China's interbank foreign exchange market will start trading eight overseas currency pairs today, opening a new platform for the trading of foreign currencies.
The new trading platform, based in the China Foreign Exchange Trade System (CFETS) in Shanghai, is an important step toward building a more mature foreign exchange (forex) market, and will help meet the growing needs for funding and risk hedging among Chinese enterprises, analysts say.
Previously, the market allowed only trading between local currency renminbi and the US dollar, Japanese yen, euro and the Hong Kong dollar.
The trading of overseas currencies "will help develop China's interbank foreign exchange market, diversify products, activate trading and enlarge trade volumes," the People's Bank of China (PBOC), China's central bank, said in a statement.
The move will also provide China's smaller financial institutions with access to international financial markets, which they have mostly been unable to enter and help improve domestic financial institutions' risk management capacities, particularly in forex transactions, it said.
"The globalization of trade means Chinese companies are no longer only dealing in US dollars. They also deal in the Japanese yen and euro, and need diversified trading opportunities," said Tan Yaling, a senior manager with the Global Markets Department at the Bank of China, the nation's largest forex bank.
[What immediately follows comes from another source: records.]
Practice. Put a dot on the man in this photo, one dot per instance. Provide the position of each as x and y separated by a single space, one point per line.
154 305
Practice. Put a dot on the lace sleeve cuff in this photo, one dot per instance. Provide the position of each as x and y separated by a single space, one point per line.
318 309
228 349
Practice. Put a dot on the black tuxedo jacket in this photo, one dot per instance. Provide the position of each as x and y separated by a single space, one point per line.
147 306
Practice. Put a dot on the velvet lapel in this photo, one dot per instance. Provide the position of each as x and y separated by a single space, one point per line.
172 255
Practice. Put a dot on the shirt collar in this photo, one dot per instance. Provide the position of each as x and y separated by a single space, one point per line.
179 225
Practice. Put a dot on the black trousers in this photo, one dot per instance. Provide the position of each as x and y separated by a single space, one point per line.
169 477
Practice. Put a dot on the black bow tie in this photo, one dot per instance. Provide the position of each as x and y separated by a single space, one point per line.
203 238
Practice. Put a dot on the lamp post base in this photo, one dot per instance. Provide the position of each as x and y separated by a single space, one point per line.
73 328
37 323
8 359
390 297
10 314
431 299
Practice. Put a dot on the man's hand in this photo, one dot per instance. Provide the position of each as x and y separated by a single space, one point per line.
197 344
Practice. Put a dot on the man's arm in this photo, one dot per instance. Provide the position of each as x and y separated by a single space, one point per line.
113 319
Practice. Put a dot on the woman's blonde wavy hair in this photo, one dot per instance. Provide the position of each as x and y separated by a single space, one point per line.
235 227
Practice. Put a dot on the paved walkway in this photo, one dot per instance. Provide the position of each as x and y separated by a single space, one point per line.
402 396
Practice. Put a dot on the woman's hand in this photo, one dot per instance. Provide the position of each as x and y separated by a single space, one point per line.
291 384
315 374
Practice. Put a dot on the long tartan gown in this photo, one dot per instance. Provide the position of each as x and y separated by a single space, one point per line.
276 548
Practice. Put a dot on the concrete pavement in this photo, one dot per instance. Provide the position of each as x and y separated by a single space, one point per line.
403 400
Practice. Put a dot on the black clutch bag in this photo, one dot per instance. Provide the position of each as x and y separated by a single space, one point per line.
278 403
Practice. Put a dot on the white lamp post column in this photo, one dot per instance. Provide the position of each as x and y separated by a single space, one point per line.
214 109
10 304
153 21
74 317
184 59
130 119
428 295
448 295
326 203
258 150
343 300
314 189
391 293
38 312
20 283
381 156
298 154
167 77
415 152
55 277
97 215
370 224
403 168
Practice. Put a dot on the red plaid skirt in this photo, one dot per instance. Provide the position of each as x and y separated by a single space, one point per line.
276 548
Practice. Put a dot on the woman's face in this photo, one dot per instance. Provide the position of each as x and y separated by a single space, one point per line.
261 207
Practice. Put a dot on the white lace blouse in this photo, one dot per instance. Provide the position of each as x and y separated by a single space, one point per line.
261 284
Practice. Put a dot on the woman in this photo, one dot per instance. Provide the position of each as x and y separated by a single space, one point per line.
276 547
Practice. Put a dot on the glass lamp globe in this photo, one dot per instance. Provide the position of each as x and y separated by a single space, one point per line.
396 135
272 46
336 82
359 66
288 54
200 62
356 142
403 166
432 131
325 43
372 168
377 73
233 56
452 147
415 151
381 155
The expected start of trading in overseas currency pairs fuelled speculation last week that China may use the occasion as an opportunity to launch renminbi exchange rate reform, a rumour which was dismissed by PBOC Governor Zhou Xiaochuan.
Speculation about imminent revaluation of the renminbi, which some of China's major trading partners complain is undervalued,has been rife in recent months.
The Chinese Government has reiterated that, instead of resorting to a simple revaluation of the currency, it will improve the exchange rate mechanism itself, a move which requires a more mature forex market.